Prof. Jasin Tuloli : Pers Harus Jujur, Tulislah Apa Adanya

Insan media di tanah air memperingati hari pers nasional (HPN), selasa 9 Februrari 2021. Peringatan tahun ini digelar berbeda, kondisi bangsa yang menghadapi pandemi, membuat ‘hari raya’ para wartawan ini digelar virtual. Kendati begitu, ucapan hari pers, seharian kemarin terus mengalir dari tokoh-tokoh bangsa. Tak terkecuali, Prof Jasin Tuloli, M.Pd. Guru besar dan mantan wartawan ini punya harapan besar untuk pers diera serba digital seperti saat ini.

=========

Ruang kerja yang berukuran sekira 3 meter x 3 meter itu penuh dengan tumpukan buku baik di meja kerja maupun di rak buku. Di atas meja sebuah buku terbuka, terlihat sudah setengah dari isi buku tersebut dibaca. Meski diusia senja, Prof DR Jasin Tuloli, MPd, mantan Rektor Universitas Gorontalo masih terus mengisi waktu luangnya dengan membaca dan juga menulis. Hingga saat ini Jasin masih menjadi penulis tetap di Harian Gorontalo Post.

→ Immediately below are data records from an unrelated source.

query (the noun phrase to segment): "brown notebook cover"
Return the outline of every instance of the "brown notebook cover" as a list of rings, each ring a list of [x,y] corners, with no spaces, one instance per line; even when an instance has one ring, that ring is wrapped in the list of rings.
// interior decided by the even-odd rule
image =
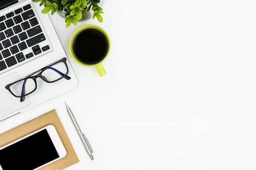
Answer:
[[[55,127],[67,151],[67,155],[39,170],[62,170],[79,162],[76,154],[55,110],[0,134],[0,147],[49,124]]]

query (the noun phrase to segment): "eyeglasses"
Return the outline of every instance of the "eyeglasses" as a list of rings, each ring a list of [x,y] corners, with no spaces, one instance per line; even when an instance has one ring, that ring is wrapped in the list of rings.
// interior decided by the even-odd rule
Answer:
[[[71,78],[67,75],[68,68],[66,62],[67,59],[63,58],[41,68],[29,75],[18,79],[5,86],[12,95],[20,97],[20,102],[25,99],[25,96],[31,94],[36,89],[36,79],[40,77],[47,83],[53,83],[65,78],[67,80]],[[36,75],[32,75],[39,72]]]

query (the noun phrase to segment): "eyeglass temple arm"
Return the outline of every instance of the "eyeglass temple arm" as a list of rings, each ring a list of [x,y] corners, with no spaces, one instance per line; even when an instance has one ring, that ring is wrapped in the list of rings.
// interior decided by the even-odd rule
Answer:
[[[64,75],[65,74],[63,73],[61,73],[61,72],[60,72],[60,71],[59,71],[58,70],[56,69],[55,68],[51,67],[49,67],[49,68],[51,68],[51,69],[54,70],[54,71],[55,71],[57,73],[59,73],[60,75],[61,75],[62,76],[63,76],[63,75]],[[69,76],[67,75],[65,75],[64,77],[67,79],[70,79],[71,78],[71,77],[70,77],[70,76]]]

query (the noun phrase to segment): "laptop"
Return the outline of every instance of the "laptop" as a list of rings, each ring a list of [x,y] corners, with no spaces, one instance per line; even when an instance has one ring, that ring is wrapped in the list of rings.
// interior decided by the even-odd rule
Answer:
[[[51,20],[31,0],[0,0],[0,121],[76,88],[78,82]],[[64,22],[64,21],[63,21]],[[67,75],[52,83],[36,79],[37,87],[25,97],[5,86],[62,58]]]

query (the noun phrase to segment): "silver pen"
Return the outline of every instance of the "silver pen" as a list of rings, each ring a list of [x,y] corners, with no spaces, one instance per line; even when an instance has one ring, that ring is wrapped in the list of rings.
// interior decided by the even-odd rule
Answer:
[[[85,135],[82,133],[81,130],[80,130],[79,126],[78,126],[78,124],[77,124],[77,122],[76,120],[76,119],[75,117],[74,116],[74,115],[72,113],[71,110],[70,109],[70,108],[68,107],[66,102],[65,102],[65,104],[66,104],[66,107],[67,107],[67,112],[68,114],[70,115],[70,118],[71,118],[71,120],[72,120],[72,121],[73,121],[73,123],[76,128],[76,131],[78,133],[78,135],[79,135],[79,137],[80,137],[80,139],[82,140],[82,142],[83,142],[83,146],[85,148],[85,149],[86,150],[86,151],[87,151],[87,153],[88,153],[88,155],[90,156],[91,158],[91,159],[93,160],[94,158],[92,155],[92,147],[91,147],[91,145],[89,143],[89,141],[88,141],[88,139],[85,136]]]

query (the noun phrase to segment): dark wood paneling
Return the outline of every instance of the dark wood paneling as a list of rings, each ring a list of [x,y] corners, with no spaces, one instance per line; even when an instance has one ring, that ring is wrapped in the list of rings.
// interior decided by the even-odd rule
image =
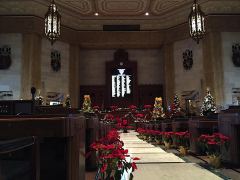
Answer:
[[[160,84],[156,85],[139,85],[139,106],[144,104],[154,104],[155,97],[163,97],[163,86]],[[163,97],[164,99],[164,97]]]

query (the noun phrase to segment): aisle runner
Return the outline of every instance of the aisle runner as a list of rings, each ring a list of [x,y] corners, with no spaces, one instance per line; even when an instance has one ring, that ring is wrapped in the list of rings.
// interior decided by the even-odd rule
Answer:
[[[195,163],[186,163],[173,153],[167,153],[140,140],[136,132],[121,133],[124,148],[131,157],[139,157],[134,180],[218,180],[220,177]]]

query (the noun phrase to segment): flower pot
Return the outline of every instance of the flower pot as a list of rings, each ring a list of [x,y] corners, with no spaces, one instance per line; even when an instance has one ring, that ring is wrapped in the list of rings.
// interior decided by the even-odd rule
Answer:
[[[184,146],[179,147],[179,153],[181,156],[186,156],[187,155],[187,148]]]
[[[158,145],[161,144],[161,140],[160,140],[160,139],[155,138],[155,142],[156,142],[156,144],[158,144]]]
[[[220,156],[210,155],[208,156],[209,164],[214,168],[219,168],[221,166]]]
[[[170,149],[171,144],[170,142],[164,141],[164,146],[166,149]]]

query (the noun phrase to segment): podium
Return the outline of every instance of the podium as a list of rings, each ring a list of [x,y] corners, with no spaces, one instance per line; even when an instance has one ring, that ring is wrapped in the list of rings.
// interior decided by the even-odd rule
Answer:
[[[31,180],[84,180],[85,126],[80,114],[0,116],[0,138],[35,136]]]
[[[228,156],[225,161],[240,165],[240,107],[230,107],[230,109],[219,113],[219,132],[230,137]]]

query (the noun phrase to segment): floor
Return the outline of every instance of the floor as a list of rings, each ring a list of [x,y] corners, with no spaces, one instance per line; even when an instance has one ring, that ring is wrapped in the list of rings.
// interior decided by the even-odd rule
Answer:
[[[139,157],[136,161],[138,169],[134,172],[134,180],[239,180],[240,173],[222,168],[210,171],[204,167],[204,160],[199,157],[176,156],[176,150],[163,150],[140,140],[136,132],[122,133],[124,148],[131,157]],[[202,165],[203,164],[203,165]],[[86,180],[94,180],[95,172],[88,172]],[[231,177],[231,178],[229,178]],[[124,179],[125,180],[125,179]]]

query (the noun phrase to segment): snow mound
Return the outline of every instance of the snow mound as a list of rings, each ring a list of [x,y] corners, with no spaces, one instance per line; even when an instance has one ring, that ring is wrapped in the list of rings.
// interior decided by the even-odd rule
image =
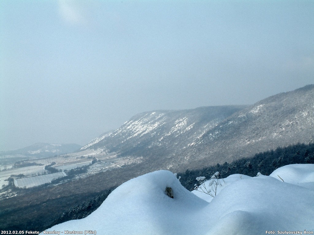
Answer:
[[[273,174],[280,173],[288,180],[286,176],[293,170],[299,177],[298,182],[312,185],[314,180],[309,175],[313,166],[290,165]],[[295,183],[296,178],[293,179]],[[251,177],[237,174],[224,180],[219,193],[206,201],[184,188],[171,172],[155,171],[122,185],[86,218],[47,231],[90,230],[100,234],[247,235],[273,231],[277,234],[279,231],[298,230],[304,234],[305,230],[314,230],[314,190],[308,185],[300,187],[262,175]],[[173,198],[167,195],[167,188],[171,188]]]
[[[173,198],[167,196],[167,187],[172,189]],[[195,216],[197,212],[208,204],[182,186],[173,173],[160,170],[121,185],[86,218],[49,231],[137,235],[174,234],[174,234],[192,234],[202,220]]]
[[[269,176],[290,184],[314,182],[314,164],[284,166],[275,170]]]

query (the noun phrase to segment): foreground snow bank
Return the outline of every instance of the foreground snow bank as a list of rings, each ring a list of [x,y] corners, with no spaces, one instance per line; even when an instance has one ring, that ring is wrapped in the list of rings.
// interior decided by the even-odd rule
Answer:
[[[295,185],[298,182],[293,177],[291,184],[271,176],[233,175],[225,179],[215,197],[202,195],[207,201],[184,188],[171,172],[155,171],[122,185],[87,217],[47,231],[209,235],[298,230],[303,234],[305,230],[314,230],[314,191],[311,186],[314,180],[309,176],[314,165],[293,165],[279,168],[276,170],[282,171],[274,174],[282,178],[294,169],[298,177],[304,175],[306,179],[298,178],[300,185]],[[167,195],[167,188],[171,188],[173,198]]]

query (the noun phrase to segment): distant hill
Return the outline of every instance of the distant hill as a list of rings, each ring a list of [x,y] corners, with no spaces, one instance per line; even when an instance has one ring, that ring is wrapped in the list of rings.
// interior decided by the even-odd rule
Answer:
[[[313,126],[314,85],[309,85],[250,106],[139,114],[81,150],[142,156],[153,170],[196,169],[205,163],[230,161],[280,146],[311,143]]]
[[[57,144],[37,143],[22,149],[0,152],[0,164],[28,158],[37,158],[62,155],[79,149],[81,145],[75,144]]]

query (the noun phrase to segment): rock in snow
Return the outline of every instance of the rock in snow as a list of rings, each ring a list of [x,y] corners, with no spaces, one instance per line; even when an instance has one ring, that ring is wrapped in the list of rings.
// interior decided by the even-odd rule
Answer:
[[[314,164],[297,164],[279,168],[270,176],[233,175],[206,201],[195,195],[200,192],[185,189],[173,173],[159,170],[123,184],[86,218],[46,232],[209,235],[298,231],[303,234],[314,231],[313,172]],[[167,188],[173,198],[167,195]]]

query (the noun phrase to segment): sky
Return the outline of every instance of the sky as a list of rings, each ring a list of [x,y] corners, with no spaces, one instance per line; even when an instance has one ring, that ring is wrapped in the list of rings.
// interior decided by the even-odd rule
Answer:
[[[0,151],[314,83],[312,1],[0,1]]]

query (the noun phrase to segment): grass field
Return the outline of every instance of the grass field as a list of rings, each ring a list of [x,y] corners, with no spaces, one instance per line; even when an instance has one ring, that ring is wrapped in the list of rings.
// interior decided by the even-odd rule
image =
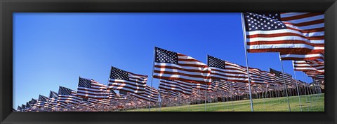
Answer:
[[[324,111],[324,94],[301,95],[303,111]],[[306,100],[306,99],[308,99]],[[308,102],[306,102],[308,101]],[[289,97],[291,111],[300,111],[298,97]],[[288,111],[286,97],[253,99],[254,111]],[[148,111],[148,109],[128,110],[128,111]],[[204,111],[205,104],[178,107],[151,108],[151,111]],[[249,100],[225,102],[207,103],[207,111],[250,111]]]

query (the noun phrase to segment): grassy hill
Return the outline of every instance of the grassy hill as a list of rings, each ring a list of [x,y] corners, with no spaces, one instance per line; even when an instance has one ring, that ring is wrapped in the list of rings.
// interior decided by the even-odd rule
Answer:
[[[307,101],[306,102],[306,98]],[[324,111],[324,94],[301,95],[303,111]],[[289,97],[291,111],[300,111],[298,96]],[[253,99],[254,111],[288,111],[286,97]],[[148,111],[148,109],[128,110],[128,111]],[[204,111],[205,104],[151,108],[151,111]],[[250,111],[249,100],[225,102],[207,103],[207,111]]]

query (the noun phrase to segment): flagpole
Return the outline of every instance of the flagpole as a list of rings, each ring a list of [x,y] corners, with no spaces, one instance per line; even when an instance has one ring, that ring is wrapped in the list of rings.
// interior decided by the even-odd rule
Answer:
[[[296,72],[295,72],[295,66],[293,65],[293,75],[295,76],[295,80],[296,81],[297,95],[298,95],[298,100],[300,101],[300,111],[302,111],[302,104],[300,104],[300,91],[298,91],[298,84],[298,84],[297,77],[296,77]]]
[[[242,24],[242,33],[244,35],[244,54],[246,55],[246,65],[247,66],[247,74],[248,74],[248,85],[249,88],[249,99],[251,100],[251,111],[254,111],[254,109],[253,108],[253,100],[251,99],[251,77],[249,75],[249,65],[248,65],[248,57],[247,57],[247,42],[246,40],[246,27],[244,25],[244,13],[241,13],[241,22]]]
[[[151,75],[151,88],[150,88],[150,100],[149,100],[149,111],[151,111],[151,95],[152,94],[152,82],[153,82],[153,68],[154,68],[154,57],[155,57],[155,51],[156,51],[156,46],[154,46],[154,51],[153,51],[153,61],[152,61],[152,75]],[[146,86],[145,86],[146,91]]]
[[[207,99],[207,84],[205,85],[205,111],[206,111],[206,104],[207,102],[206,102],[206,99]]]
[[[284,88],[286,88],[286,100],[288,100],[288,107],[289,108],[289,111],[291,111],[291,109],[290,108],[289,98],[288,97],[288,90],[287,90],[286,84],[286,79],[284,77],[284,68],[283,68],[283,62],[282,62],[282,60],[281,59],[281,54],[279,52],[279,61],[281,62],[281,66],[282,67],[283,82],[284,84]]]

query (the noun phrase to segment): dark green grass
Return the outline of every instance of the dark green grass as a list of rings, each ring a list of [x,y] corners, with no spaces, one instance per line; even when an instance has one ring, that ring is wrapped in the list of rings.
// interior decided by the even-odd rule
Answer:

Ketika wartawan koran ini bertandang ke kediamannya, Selasa (9/2) kemarin, Ketua KPU Provinsi Gorontalo yang pertama ini langsung memberi ucapan Selamat Hari Pers Nasional. “Selamat Hari Pers Nasional yaa. Semoga pers tidak kehilangan daya kritisnya,” ujar Tuloli sambil mempersilahkan wartawan koran ini duduk di kursi yang berada tepat di hadapannya.

Semangatnya masih berapi-api ketika bercerita tentang kondisi pers saat ini. Jassin yang mengaku sebagai anggota Persatuan Wartawan Indonesia (PWI) di tahun 1960-an itu meminta agar dalam menulis, pers harus jujur. “Sekarang ini saya melihat pers mulai kehilangan daya kritis. Padahal apa yang ditulis oleh pers itu bukan kritikan tetapi sebagai kontrol sosial sebagaimana fungsi pers itu sendiri,” kata Mantan Pembantu Rektor III IKIP Negeri Manado ini.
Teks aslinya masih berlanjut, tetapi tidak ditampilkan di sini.